Nietzsche évoque des hypothèses généalogiques à rebours et perverses. Nietzsche écrit son ouvrage
dans la critique d’une ou plusieurs autres généalogies existantes de la morale. « Bon et méchant »,
« bon et mauvais » : problème des sens qui ont été donnés à ces termes (ce n’est pas un pb de def :
qu’est-ce qu’être bon ou méchant) ; qu’est-ce que ça a voulu dire, pourquoi, et quand ça a changé ?
La question généalogique, au sens de Nietzsche, est la suivante : quelle est la volonté de puissance
qui s’est emparée de telle ou telle chose pour lui conférer et pour imposer tel ou tel sens ? Il faut se
défaire de ce que nous avons appris. [Dans le dialogue platonicien, le but est d’imposer une question,
pas tant une réponse, et imposer une manière de traiter la question. Et Socrate a triomphé, imposant
la nécessité de la définition et l’essence]. Pour Nietzsche, il n’y a pas d’essence, et donc pas de déf.
« Tout ce qui a une histoire échappe à la définition », et tout a une histoire. Dès le titre de la 1ère
dissert, il écarte ces préoccupations ; il demande, non pas ce que sont le bien et le mal, mais cmt on
les a définis. Les mots n’ont pas de sens fixe, la signification est tjr l’objet d’un conflit.
Les historiens de la morale pensent de façon anhistorique. Cet historien écrit un récit, mais il ne se
passe rien. 1ère étape : a été défini cô bon ce qui était utile au plus gd nb. 2e étape : on s’habitue (il
devient évident) à faire ce qui est utile au plus gd nb. 3e étape : l’habitude est indissociable de l’oubli
(cô on s’habitue à des « évidences », on oublie pq il est bien ou mal de faire ceci (l’utilité). 4e étape :
l’erreur ; ayant oublié, on va inventer d’autres motifs (ex : la loi morale de Kant). Utilité-habitudeoubli-erreur. C’est très anglais. Paul Rée notamment. Mandeville : la politesse, c’est la dissimulation
de l’orgueil (par intérêt) ; l’éducation apprend à l’individu qu’il est avantageux de paraître modeste ;
et la politesse s’accompagne de l’oubli des origines de la politesse. Raisonner comme ça, c’est faire 2
erreurs. La 1ère tient à l’auteur de l’évaluation. Qui décide de ce qui est bon ou mal ? Le plus gd nb.
Mais c’est faux. Ce sont les forts (ceux qui décident de l’évaluation) ; une aristocratie guerrière. La
1ère erreur porte donc sur l’identité de la volonté de puissance. La 2e porte sur le critère de la
signification : l’utilité est un critère de bourgeois, répond Nietzsche. « Que leur importait l’utilité ? ».

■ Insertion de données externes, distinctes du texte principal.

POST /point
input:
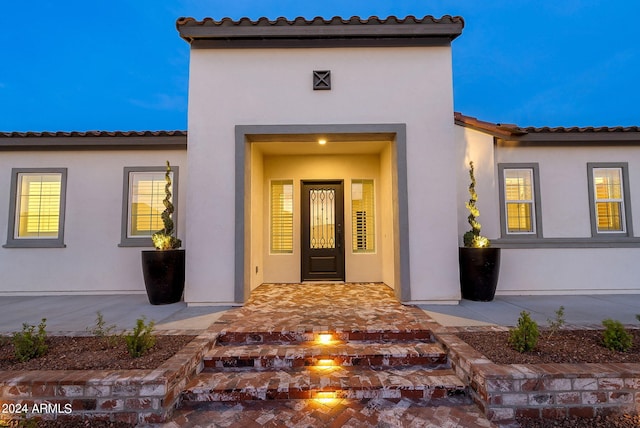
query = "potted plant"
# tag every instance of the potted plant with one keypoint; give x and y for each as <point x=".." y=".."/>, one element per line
<point x="163" y="268"/>
<point x="479" y="262"/>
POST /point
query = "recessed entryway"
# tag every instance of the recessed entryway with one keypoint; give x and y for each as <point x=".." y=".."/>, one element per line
<point x="366" y="232"/>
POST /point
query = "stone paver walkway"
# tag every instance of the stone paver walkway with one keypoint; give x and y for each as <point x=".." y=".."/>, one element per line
<point x="283" y="312"/>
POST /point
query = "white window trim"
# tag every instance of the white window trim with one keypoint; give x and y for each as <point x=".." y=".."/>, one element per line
<point x="537" y="208"/>
<point x="270" y="220"/>
<point x="143" y="241"/>
<point x="35" y="242"/>
<point x="626" y="207"/>
<point x="375" y="217"/>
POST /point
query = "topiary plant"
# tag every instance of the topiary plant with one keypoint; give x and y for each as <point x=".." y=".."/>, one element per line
<point x="615" y="337"/>
<point x="525" y="336"/>
<point x="472" y="238"/>
<point x="164" y="239"/>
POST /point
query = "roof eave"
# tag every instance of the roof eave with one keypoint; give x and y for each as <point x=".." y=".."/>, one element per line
<point x="410" y="30"/>
<point x="28" y="141"/>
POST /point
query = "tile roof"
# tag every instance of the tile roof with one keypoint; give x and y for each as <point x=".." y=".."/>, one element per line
<point x="96" y="140"/>
<point x="545" y="134"/>
<point x="92" y="134"/>
<point x="373" y="29"/>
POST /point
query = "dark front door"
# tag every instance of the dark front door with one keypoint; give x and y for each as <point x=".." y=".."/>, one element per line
<point x="322" y="231"/>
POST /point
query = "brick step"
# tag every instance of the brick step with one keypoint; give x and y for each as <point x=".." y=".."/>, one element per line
<point x="337" y="382"/>
<point x="279" y="337"/>
<point x="428" y="354"/>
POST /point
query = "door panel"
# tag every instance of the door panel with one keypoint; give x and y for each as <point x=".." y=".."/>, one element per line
<point x="322" y="227"/>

Cette histoire n’est pas une histoire, car le plus important ne change pas : ce qui était jugé bien est tjr
jugé bien. On a jugé vertu la sincérité, vice le mensonge, et on n’a jamais cessé cela. Le partage du
bien et du mal n’a jamais changé pour Mandeville et tout, seul change la compréhension qu’on en a.

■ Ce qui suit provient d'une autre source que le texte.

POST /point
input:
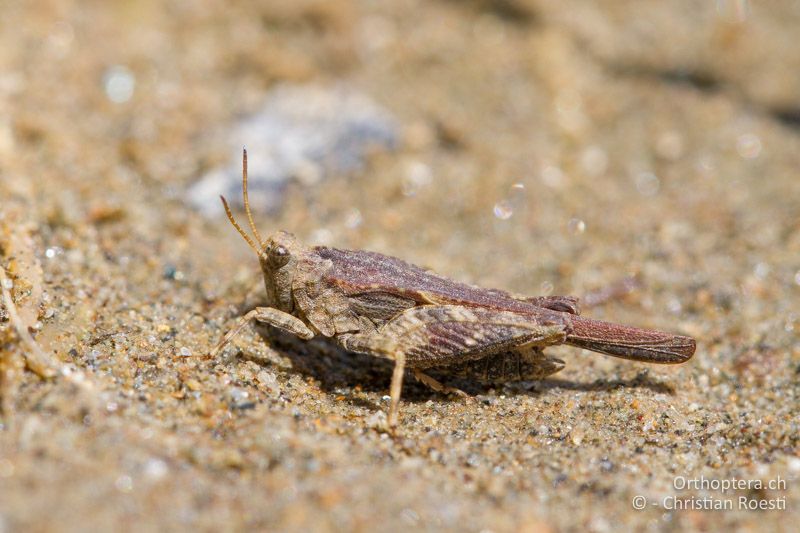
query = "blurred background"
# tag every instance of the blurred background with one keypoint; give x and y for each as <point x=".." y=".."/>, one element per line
<point x="533" y="146"/>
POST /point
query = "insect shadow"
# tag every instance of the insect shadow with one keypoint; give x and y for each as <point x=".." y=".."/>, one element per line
<point x="335" y="369"/>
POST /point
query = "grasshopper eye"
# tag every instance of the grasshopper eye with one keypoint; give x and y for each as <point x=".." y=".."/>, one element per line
<point x="279" y="255"/>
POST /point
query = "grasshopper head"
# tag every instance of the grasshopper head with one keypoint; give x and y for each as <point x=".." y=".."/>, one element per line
<point x="278" y="254"/>
<point x="278" y="259"/>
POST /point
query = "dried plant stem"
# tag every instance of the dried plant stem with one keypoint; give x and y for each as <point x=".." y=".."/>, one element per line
<point x="35" y="358"/>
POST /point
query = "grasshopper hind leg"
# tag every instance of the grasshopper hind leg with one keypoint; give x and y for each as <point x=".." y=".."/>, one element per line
<point x="506" y="367"/>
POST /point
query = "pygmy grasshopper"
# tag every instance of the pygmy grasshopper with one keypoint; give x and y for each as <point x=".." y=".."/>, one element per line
<point x="382" y="306"/>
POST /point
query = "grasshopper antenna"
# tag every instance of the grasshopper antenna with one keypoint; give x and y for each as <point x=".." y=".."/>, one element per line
<point x="247" y="200"/>
<point x="238" y="227"/>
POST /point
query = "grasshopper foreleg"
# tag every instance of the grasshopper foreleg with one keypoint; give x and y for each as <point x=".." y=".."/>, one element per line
<point x="270" y="316"/>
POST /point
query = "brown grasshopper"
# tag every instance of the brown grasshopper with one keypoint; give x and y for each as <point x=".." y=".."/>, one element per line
<point x="382" y="306"/>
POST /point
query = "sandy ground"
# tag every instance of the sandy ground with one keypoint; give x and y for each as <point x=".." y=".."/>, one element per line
<point x="545" y="149"/>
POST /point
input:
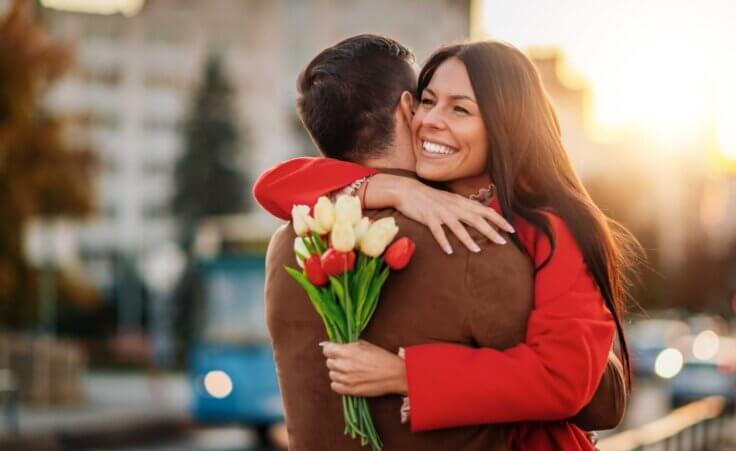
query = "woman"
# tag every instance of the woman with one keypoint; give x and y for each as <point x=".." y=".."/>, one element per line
<point x="484" y="124"/>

C’est ici que Nietzsche indique que le partage même du bien et du mal a changé. Le vrai historien
comprend qu’il n’y a aucune permanence du partage. Une volonté de puissance, c’est un type, un
mode de vie. Chaque volonté de puissance cherche à imposer aux autres l’évaluation qu’elle fait du
monde, imposer ses valeurs. [distinguer le vieux concept moral de la valeur et le concept
économique des valeurs]. Chez Nietzsche, on devrait dire plutôt les évaluations que les valeurs (il
s’agit d’une activité). Vivre, c’est évaluer, hiérarchiser, interpréter. On ne peut vivre sans structurer
axiologiquement le monde. Dominer, c’est contraindre les autres à adopter ses valeurs. Contresens à
ne pas faire par rapport aux valeurs. On considère que les valeurs existent (la famille, la fidélité,
etc.) ; on hypostasie les valeurs (contresens platonicien). Ces valeurs, il appartient à chacun d’entre
nous de choisir celles qu’il préfère (contresens chrétien). Pour Nietzsche, les valeurs n’existent pas
indépendemment de ceux qui évaluent. La valeur ne fait pas l’objet d’un libre choix : pas des valeurs
d’un côté et des sujets moraux de l’autre.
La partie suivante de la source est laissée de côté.